Wahlkampf in der heißen Phase

ÄGYPTEN In einer Kehrtwende nominiert die Muslimbruderschaft einen eigenen Präsidentschaftskandidaten. Der Sieg von Chairat al-Schater steht damit noch nicht fest

Bei den Wahlen im Mai ist das islamistische Lager gespalten

AUS KAIRO KARIM EL-GAWHARY

Die ägyptischen Muslimbrüder haben endlich die Katze aus dem Sack gelassen. Mit dem einflussreichen islamistischen Tycoon Chairat al-Schater schicken sie nun doch einen Präsidentschaftskandidaten ins Rennen. Das beschloss der Schura-Rat der Organisation am Wochenende mit einer knappen Mehrheit von 56 zu 52 Stimmen.

Die Muslimbrüder brechen damit ein Versprechen, dass sie nach dem Sturz des Diktators Husni Mubarak abgegeben hatten. In der Erwartung, bei den Parlamentswahlen gut abzuschneiden, hatten sie verkündet, keinen eigenen Präsidentschaftskandidaten aufzustellen. Damit wollten sie den Liberalen, der Militärführung und dem Ausland signalisieren, dass sie nicht beabsichtigten, zu viel Macht zu bündeln. Doch in letzter Zeit war immer wieder spekuliert worden, ob die Muslimbrüder und ihre Freiheits- und Gerechtigkeitspartei, die bei den Parlamentswahlen tatsächlich fast die Hälfte der Sitze gewonnen hat, wirklich bei dieser Linie für die Wahlen im Mai bleiben.

Die Präsidentschaftskandidatur schürt nun die Befürchtung, dass die Muslimbrüder, die auch in der verfassungsgebenden Versammlung übermäßig stark präsent sind, ihre Macht ähnlich wie zu Zeiten des Mubarak-Regimes monopolisieren könnten. Doch das macht auch ihre Schwäche aus. Ein Durchmarsch widerspräche der politischen Vernunft, dass der Wandel in Ägypten im Rahmen eines politischen Konsenses aller wichtigen Gruppierungen von Statten gehen sollte, um nachhaltig zu sein. Andernfalls wäre das Hauptproblem der Muslimbrüder bald, dass sie alleine für die zahlreichen Probleme des Landes verantwortlich gemacht würden.

Doch bislang ist nicht sicher, dass al-Schater als Sieger aus der Wahl hervorgehen wird. Er muss nicht nur gegen den ehemaligen Chef der Arabischen Liga, Amru Musa, antreten. Neben al-Schater ist jetzt auch der Salafist Hazem Abu Ismail mit seiner Kandidatur in aller Munde. Sein Bild hängt an der Rückscheibe jedes vierten Kairoer Taxis.
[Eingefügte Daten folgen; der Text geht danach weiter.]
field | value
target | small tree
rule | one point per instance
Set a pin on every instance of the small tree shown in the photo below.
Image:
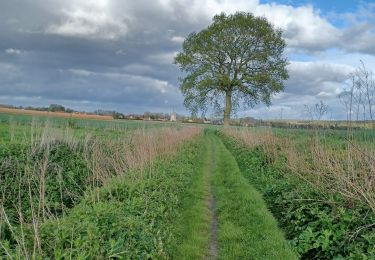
(237, 59)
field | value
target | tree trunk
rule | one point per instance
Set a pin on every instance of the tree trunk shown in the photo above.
(228, 107)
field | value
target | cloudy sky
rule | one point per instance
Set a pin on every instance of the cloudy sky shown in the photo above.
(118, 54)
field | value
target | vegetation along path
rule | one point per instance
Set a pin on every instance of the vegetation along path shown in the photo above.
(225, 217)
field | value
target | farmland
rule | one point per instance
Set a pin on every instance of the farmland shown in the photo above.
(78, 188)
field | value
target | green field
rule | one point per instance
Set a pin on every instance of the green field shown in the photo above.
(87, 189)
Abu Ismail hatte für seine Kandidatur wesentlich mehr Unterschriften gesammelt als seine Konkurrenten. Aber auch ein anderer Kandidat, der ehemalige Muslimbruder Muhammad Abul Futuh, der wegen seiner Weltoffenheit und seinen guten Verbindungen zu den Liberalen und der Tahrir-Jugend vor allem bei jüngeren Muslimbrüdern beliebt ist, könnte al-Schater Stimmen kosten. Seinen Rufen nach einer Politik, die größere soziale Gerechtigkeit herstellt, stellen die Muslimbrüder nun ausgerechnete einen islamistischen Multimillionär gegenüber. Das Rennen, wer statt Mubarak das Land führen wird, ist in seine heiße Phase getreten.